Patients with decompensated cirrhosis will continue to be challenging and extension of therapy may not matter. Patients with decompensated cirrhosis receiving LDV/SOF+RBV for 24 weeks demonstrated similar SVR rates to patients receiving the same regimen for 12 weeks (87% vs 89%) suggesting that in patients with advanced cirrhosis there are other factors contributing to treatment non-response that may not be overcome by prolonging therapy duration. IFN-containing regimens are clearly contraindicated in these patients but what will be required to increase the SVR rates remains unclear. Safety will continue to be a prime concern.
Based on the limited data derived from the small studies mentioned earlier, there are a number of other adjustments that could be made to improve the chances of treatment response. Further studies on antifibrotic agents may demonstrate value in treating HCV in patients with cirrhosis.
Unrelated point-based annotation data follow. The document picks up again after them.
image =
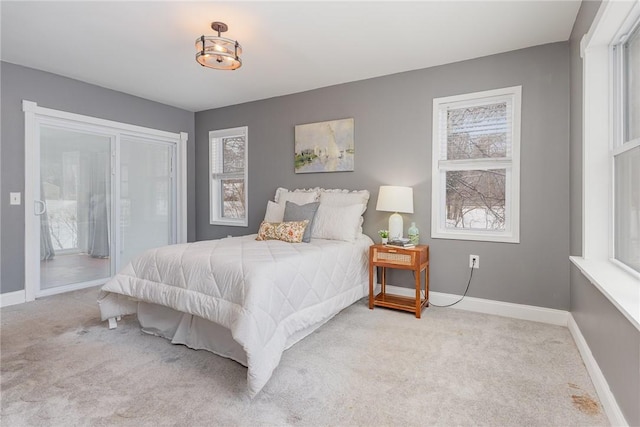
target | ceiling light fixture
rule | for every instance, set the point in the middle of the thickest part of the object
(218, 52)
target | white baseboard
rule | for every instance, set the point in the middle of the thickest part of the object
(611, 408)
(499, 308)
(12, 298)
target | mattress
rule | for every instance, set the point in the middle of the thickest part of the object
(267, 294)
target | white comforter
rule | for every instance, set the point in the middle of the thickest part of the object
(262, 291)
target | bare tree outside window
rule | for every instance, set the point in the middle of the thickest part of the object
(228, 153)
(476, 198)
(476, 161)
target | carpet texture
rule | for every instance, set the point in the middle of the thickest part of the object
(61, 366)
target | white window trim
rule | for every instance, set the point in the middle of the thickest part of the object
(620, 285)
(215, 216)
(512, 190)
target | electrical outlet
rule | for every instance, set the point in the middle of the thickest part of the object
(14, 198)
(474, 261)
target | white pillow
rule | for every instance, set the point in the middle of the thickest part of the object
(344, 198)
(275, 212)
(337, 222)
(299, 197)
(336, 197)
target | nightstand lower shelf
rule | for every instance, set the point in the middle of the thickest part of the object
(398, 302)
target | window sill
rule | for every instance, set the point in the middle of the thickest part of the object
(620, 287)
TGF-β receptor inhibitors may be particularly attractive with the possibility to reduce fibrosis and improve innate immune function simultaneously. Aiming for higher serum albumin levels, improved nutrition status and appropriate management of vitamin D deficiency may also prove useful, however, as DAA therapies continue to improve, many of these minor adjustments are likely to become less and less relevant.